The legislator should make sure that sufficient money is available and that the fund's income sources are reliable and sustainable. The fund's income can come, for example, from taxing conventional energies, a share that all electricity consumers have to pay as a proportion of their electricity bill (e.g. 2%), or other sources that might be specific for your region or country.

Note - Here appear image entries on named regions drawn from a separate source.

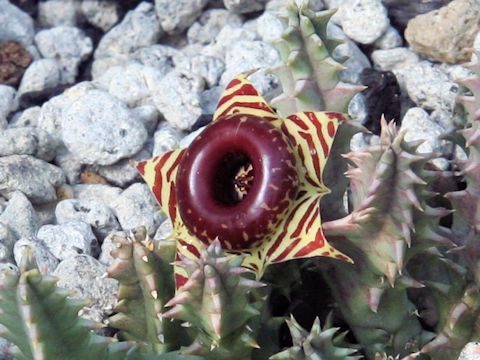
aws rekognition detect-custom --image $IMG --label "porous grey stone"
[34,201,57,226]
[61,90,147,165]
[0,84,17,129]
[35,26,93,84]
[7,105,40,128]
[96,62,163,107]
[0,127,58,161]
[55,146,85,184]
[400,107,448,168]
[0,191,40,240]
[38,81,95,141]
[153,219,173,241]
[113,183,162,235]
[131,44,190,77]
[190,55,225,87]
[155,0,208,33]
[348,93,368,123]
[153,70,205,130]
[55,199,120,240]
[152,121,183,156]
[0,222,17,263]
[215,25,257,57]
[95,2,162,59]
[393,61,458,111]
[220,41,280,98]
[18,59,61,96]
[257,11,284,43]
[0,0,35,46]
[187,9,243,45]
[93,142,153,188]
[82,0,119,31]
[341,0,390,44]
[38,0,81,27]
[13,236,59,275]
[328,24,371,84]
[405,0,480,63]
[72,184,122,208]
[98,231,123,266]
[223,0,268,14]
[53,255,118,322]
[0,155,65,204]
[132,105,160,135]
[374,25,403,49]
[37,220,97,260]
[179,126,206,149]
[372,47,419,71]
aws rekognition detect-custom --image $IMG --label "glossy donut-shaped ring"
[176,114,298,250]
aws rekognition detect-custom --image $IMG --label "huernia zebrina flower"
[137,75,350,286]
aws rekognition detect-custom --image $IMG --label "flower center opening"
[212,152,254,207]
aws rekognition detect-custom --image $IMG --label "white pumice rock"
[155,0,208,33]
[72,184,122,208]
[35,26,93,84]
[223,0,268,14]
[37,220,97,260]
[0,84,18,129]
[0,126,58,161]
[55,199,120,240]
[7,105,41,128]
[13,236,59,275]
[94,2,162,60]
[0,191,40,240]
[220,41,280,98]
[61,90,147,165]
[374,25,403,49]
[0,0,35,46]
[0,155,65,204]
[393,61,458,111]
[327,24,371,84]
[152,121,184,156]
[190,55,225,87]
[38,81,95,141]
[132,105,160,135]
[93,141,153,188]
[98,230,128,266]
[256,11,284,43]
[153,70,205,130]
[372,47,420,71]
[400,107,448,169]
[81,0,119,31]
[54,145,85,184]
[96,62,163,107]
[112,183,163,235]
[187,9,243,45]
[215,25,258,57]
[0,222,14,264]
[341,0,390,44]
[38,0,81,27]
[53,255,118,322]
[131,44,190,77]
[18,59,61,96]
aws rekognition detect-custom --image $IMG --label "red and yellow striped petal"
[213,75,278,121]
[280,112,346,188]
[137,149,185,226]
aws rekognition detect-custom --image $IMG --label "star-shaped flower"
[137,75,350,287]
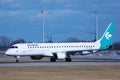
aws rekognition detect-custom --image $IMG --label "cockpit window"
[10,46,18,48]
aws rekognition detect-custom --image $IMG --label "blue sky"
[0,0,120,42]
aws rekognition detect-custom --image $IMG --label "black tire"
[16,60,19,63]
[50,57,56,62]
[65,57,72,62]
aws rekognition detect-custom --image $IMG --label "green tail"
[99,23,114,49]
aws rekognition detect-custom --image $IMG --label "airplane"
[5,23,114,62]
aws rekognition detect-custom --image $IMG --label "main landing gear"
[50,57,72,62]
[65,57,72,62]
[15,56,20,63]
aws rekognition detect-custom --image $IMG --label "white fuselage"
[6,42,100,56]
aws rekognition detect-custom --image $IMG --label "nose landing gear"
[15,56,20,63]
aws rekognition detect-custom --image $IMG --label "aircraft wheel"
[50,57,56,62]
[65,57,72,62]
[16,60,19,63]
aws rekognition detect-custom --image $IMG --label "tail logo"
[105,32,112,40]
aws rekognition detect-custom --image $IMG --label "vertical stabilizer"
[99,23,114,49]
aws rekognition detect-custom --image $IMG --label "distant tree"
[0,36,11,50]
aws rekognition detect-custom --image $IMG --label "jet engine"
[30,55,43,60]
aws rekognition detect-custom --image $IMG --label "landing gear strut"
[50,57,56,62]
[65,57,72,62]
[15,56,20,63]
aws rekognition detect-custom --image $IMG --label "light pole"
[95,10,98,40]
[41,10,45,43]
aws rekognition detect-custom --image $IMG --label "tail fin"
[99,23,114,49]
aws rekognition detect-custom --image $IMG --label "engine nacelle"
[30,56,43,60]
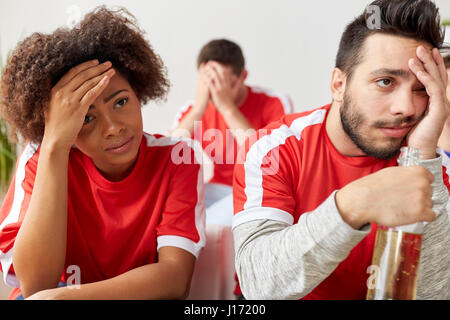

For example: the Green Energy Fund enacted in Maharashtra, India, in 2004; and the Energy Fund announced in Sri Lanka in 2007.

Maharashtra

Resolution No. Pawan 2004/P. No. 1274/Urja - 7, point 3 provides that: 

3. Green Energy Fund:
For the development of non-conventional energy projects, a Green Energy Fund in the State will be raised through imposing cess on commercial and industrial consumers. The money raised through this Fund will be utilized for infrastructure facilities required for the development of non-conventional energy sources. A separate directive will be issued for the management of Green Energy Fund.

Sri Lanka

National Energy Policies and Strategies of Sri Lanka 2006 provides that:

The NCRE strategy shall not cause any additional burden on the end use customer tariffs. If justified, the Government may subsidize the energy utilities for this purpose.
The Government recognises that certain NCRE technologies would require incentives to ensure their capacity build-up to contribute to the national NCRE target. These incentives shall be provided on a competitive basis, in which the NCRE developers shall bid for a share of the NCRE target, subject to a price ceiling. NCRE incentives shall be technology-specific and based on actual energy supplied to the grid.
To make available the incentives for NCRE technologies, the Government will create an 'Energy Fund', which will be managed by the ECF. This fund will be strengthened through an energy cess, grants received from donors and well wishers, as well as any funds received under CDM. This fund will be used to provide incentives for the promotion of NCRE technologies and strengthen the transmission network to absorb the NCRE technologies into the grid.
NCRE developments will not be charged any resource cost (royalty) for a period of 15 years from the commercial operation date. Resource costs charged from selected NCRE technologies after the 15th year of commercial operation shall be used to finance incentives for further NCRE development, through the Energy Fund.